In a March, 2009 essay reviewing the Federalist Papers published in the New York Review of Books, Cass Sunstein coined the term "enlarged republic" to describe the large-scale, continent-wide republican democracy and federal government of the United States.[1] He contrasted it with previous "small republics" in Athens, Rome, and the Italian city states such as Florence, in all of which republicanism eventually failed. Montesquieu had argued such small republics were the canonical form of republican government and the Federalist Papers were part of the debate over whether an enlarged republic could succeed in North America. "In emphasizing the value of small communities, the antifederalists drew on familiar republican theory." [2] In the U.S., Sunstein argued, antifederalists including Patrick Henry, Thomas Paine, George Mason and others emphasized the primacy of civic virtue in republics. "Only in small communities would it be possible to check a potentially oppressive government, and to find and develop the unselfishness and devotion to the public good on which genuine freedom depends." [3]

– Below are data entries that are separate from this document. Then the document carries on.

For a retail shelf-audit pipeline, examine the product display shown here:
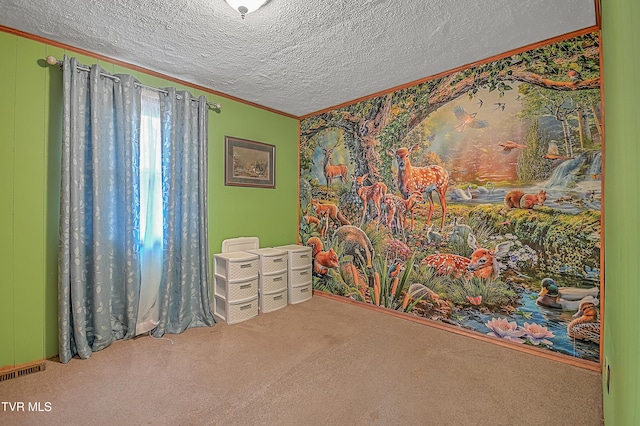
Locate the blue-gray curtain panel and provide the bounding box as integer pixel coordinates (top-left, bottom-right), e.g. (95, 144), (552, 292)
(153, 88), (216, 337)
(58, 57), (140, 363)
(58, 57), (215, 363)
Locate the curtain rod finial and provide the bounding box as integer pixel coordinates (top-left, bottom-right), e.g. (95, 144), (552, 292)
(45, 56), (60, 65)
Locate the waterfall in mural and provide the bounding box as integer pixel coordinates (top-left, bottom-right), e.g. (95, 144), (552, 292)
(300, 33), (603, 362)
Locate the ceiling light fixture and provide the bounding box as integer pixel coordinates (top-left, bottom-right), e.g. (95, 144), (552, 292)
(225, 0), (267, 19)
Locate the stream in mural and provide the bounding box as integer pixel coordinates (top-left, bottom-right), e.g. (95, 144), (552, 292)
(300, 34), (602, 362)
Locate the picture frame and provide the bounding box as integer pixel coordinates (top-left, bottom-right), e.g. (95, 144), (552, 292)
(224, 136), (276, 188)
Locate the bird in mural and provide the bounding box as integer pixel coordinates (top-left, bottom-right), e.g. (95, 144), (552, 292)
(567, 302), (600, 344)
(498, 141), (527, 153)
(536, 277), (600, 311)
(567, 69), (582, 83)
(453, 106), (489, 132)
(389, 259), (402, 278)
(542, 142), (571, 160)
(388, 259), (403, 294)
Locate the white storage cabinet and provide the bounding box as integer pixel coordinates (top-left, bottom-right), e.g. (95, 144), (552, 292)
(212, 251), (259, 324)
(274, 244), (313, 304)
(247, 248), (288, 313)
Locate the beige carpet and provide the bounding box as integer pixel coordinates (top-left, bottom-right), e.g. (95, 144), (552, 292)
(0, 296), (603, 425)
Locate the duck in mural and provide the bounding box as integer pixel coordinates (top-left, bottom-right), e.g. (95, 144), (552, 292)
(536, 277), (600, 311)
(567, 302), (600, 343)
(453, 106), (489, 132)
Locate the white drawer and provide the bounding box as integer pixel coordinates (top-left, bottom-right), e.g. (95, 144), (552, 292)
(289, 265), (311, 288)
(287, 283), (313, 305)
(258, 288), (287, 313)
(214, 276), (258, 303)
(213, 296), (258, 324)
(213, 252), (259, 280)
(275, 244), (312, 268)
(260, 271), (287, 294)
(247, 248), (288, 274)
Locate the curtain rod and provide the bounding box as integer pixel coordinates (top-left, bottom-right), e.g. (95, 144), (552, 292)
(46, 56), (222, 111)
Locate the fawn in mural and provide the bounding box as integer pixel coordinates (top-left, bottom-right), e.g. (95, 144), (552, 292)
(351, 173), (387, 226)
(387, 144), (449, 230)
(422, 234), (511, 280)
(299, 33), (603, 362)
(321, 141), (349, 191)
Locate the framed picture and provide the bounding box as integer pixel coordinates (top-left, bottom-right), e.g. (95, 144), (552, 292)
(224, 136), (276, 188)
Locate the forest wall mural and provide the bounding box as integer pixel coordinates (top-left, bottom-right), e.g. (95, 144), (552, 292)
(300, 33), (602, 362)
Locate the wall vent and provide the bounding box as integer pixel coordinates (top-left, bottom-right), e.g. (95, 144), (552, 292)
(0, 362), (45, 382)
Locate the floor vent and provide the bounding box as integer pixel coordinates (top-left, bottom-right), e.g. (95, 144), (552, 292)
(0, 362), (45, 382)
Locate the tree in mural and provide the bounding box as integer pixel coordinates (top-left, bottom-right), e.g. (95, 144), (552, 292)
(301, 33), (600, 184)
(300, 34), (602, 359)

Antifederalist arguments were posed in opposition to the proposed U.S. Constitution, suggesting that expanding the powers of the federal government was inimical to the development of liberty and would inevitably fail. The authors of the Federalist Papers (generally thought to be a team recruited by Alexander Hamilton, who also included James Madison and John Jay in the project) laid out a series of complex and detailed arguments which made the case for an enlarged republic.

See also: Republicanism
  1. Cass Sunstein. "The Enlarged Republic - Then and Now." The New York Review of Books. March 26, 2009. p. 45-47.